Claretiano - Centro Universitário de Rio Claro (SP) — Prova 2023
Homem de 60 anos está em acompanhamento para quadro de fadiga, fraqueza e intolerância ao exercício. A avaliação laboratorial revela: hemoglobina: 9,1 g/dL (VCM: 74 fL); ferritina: 5 ng/mL (normal: 20-150); ferro sérico: 36 mcg/dL (normal: 65-175) e capacidade total de ligação de ferro: 626 mcg/dL (normal: 70-240). A etiologia de maior probabilidade nesse paciente é
Hb ↓, VCM ↓, Ferritina ↓, Ferro sérico ↓, CTLF ↑ → Padrão clássico de anemia ferropriva por perda de sangue.
Os achados laboratoriais de hemoglobina baixa, VCM baixo (microcitose), ferritina muito baixa, ferro sérico baixo e capacidade total de ligação de ferro (CTLF) elevada são o padrão-ouro para o diagnóstico de anemia ferropriva. Em um homem de 60 anos, a causa mais provável para esse perfil é a perda crônica de sangue, geralmente do trato gastrointestinal.

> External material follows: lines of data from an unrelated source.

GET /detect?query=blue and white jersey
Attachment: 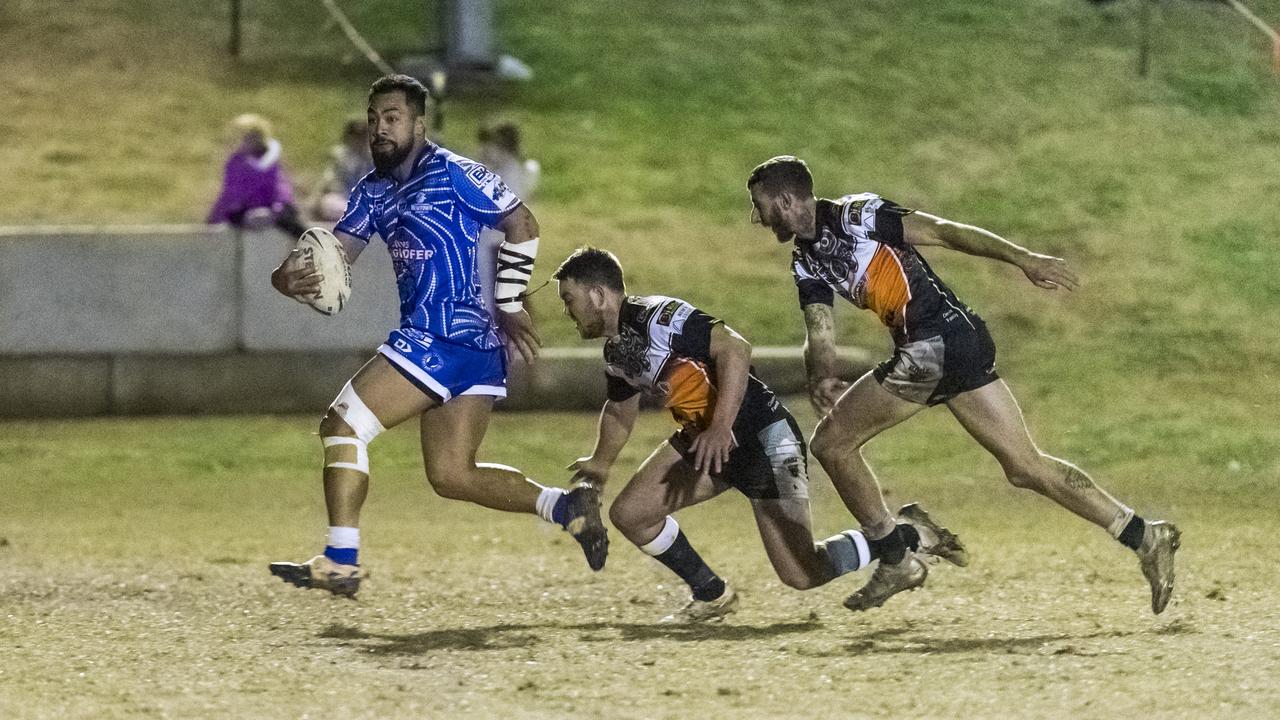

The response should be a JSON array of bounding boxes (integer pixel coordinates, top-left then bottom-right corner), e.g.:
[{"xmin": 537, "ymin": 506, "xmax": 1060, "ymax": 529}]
[{"xmin": 334, "ymin": 143, "xmax": 520, "ymax": 350}]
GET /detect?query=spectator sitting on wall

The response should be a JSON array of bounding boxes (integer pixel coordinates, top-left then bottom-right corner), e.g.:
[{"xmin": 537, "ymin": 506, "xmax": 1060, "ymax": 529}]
[
  {"xmin": 206, "ymin": 113, "xmax": 303, "ymax": 237},
  {"xmin": 308, "ymin": 118, "xmax": 374, "ymax": 223}
]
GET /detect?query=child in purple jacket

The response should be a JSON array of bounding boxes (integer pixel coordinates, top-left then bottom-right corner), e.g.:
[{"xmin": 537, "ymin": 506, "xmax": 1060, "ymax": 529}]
[{"xmin": 206, "ymin": 114, "xmax": 305, "ymax": 237}]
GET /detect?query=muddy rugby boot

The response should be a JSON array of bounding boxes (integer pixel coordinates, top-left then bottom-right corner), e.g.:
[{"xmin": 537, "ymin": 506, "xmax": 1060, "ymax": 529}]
[
  {"xmin": 897, "ymin": 502, "xmax": 969, "ymax": 568},
  {"xmin": 659, "ymin": 583, "xmax": 737, "ymax": 625},
  {"xmin": 564, "ymin": 483, "xmax": 609, "ymax": 570},
  {"xmin": 268, "ymin": 555, "xmax": 362, "ymax": 598},
  {"xmin": 1137, "ymin": 520, "xmax": 1183, "ymax": 615},
  {"xmin": 845, "ymin": 551, "xmax": 929, "ymax": 611}
]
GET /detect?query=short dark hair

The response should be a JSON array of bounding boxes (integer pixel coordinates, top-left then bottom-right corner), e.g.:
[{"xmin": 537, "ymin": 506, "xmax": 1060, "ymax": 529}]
[
  {"xmin": 552, "ymin": 246, "xmax": 627, "ymax": 292},
  {"xmin": 369, "ymin": 74, "xmax": 426, "ymax": 115},
  {"xmin": 746, "ymin": 155, "xmax": 813, "ymax": 196}
]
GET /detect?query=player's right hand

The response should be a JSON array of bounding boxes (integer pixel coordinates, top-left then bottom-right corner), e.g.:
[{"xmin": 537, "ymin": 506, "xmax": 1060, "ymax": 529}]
[
  {"xmin": 495, "ymin": 309, "xmax": 543, "ymax": 364},
  {"xmin": 564, "ymin": 456, "xmax": 613, "ymax": 488},
  {"xmin": 271, "ymin": 250, "xmax": 321, "ymax": 302},
  {"xmin": 809, "ymin": 378, "xmax": 849, "ymax": 418}
]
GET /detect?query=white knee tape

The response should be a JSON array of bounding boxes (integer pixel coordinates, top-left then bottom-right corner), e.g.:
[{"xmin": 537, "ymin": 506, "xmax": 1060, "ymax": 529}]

A anemia ferropriva é a deficiência nutricional mais comum no mundo e a principal causa de anemia. Ela resulta da inadequação de ferro para a síntese de hemoglobina, levando à produção de eritrócitos menores e com menos hemoglobina (anemia microcítica e hipocrômica). Em homens adultos e mulheres pós-menopausa, a perda crônica de sangue é a causa mais comum, sendo o trato gastrointestinal o principal sítio de sangramento. O diagnóstico laboratorial da anemia ferropriva é caracterizado por um hemograma que revela hemoglobina baixa, volume corpuscular médio (VCM) reduzido (microcitose) e hemoglobina corpuscular média (HCM) reduzida (hipocromia). Os exames de metabolismo do ferro mostram ferro sérico baixo, ferritina sérica muito baixa (refletindo os estoques de ferro esgotados) e uma capacidade total de ligação de ferro (CTLF) elevada, indicando que há muitos 'lugares vazios' na transferrina para se ligar ao ferro. No caso apresentado, o perfil laboratorial (Hb 9,1 g/dL, VCM 74 fL, ferritina 5 ng/mL, ferro sérico 36 mcg/dL, CTLF 626 mcg/dL) é clássico de anemia ferropriva grave. Em um homem de 60 anos, a etiologia de maior probabilidade para esse quadro é a perda crônica de sangue, que deve ser investigada ativamente, principalmente no trato gastrointestinal, para descartar condições como neoplasias, úlceras ou outras fontes de sangramento oculto.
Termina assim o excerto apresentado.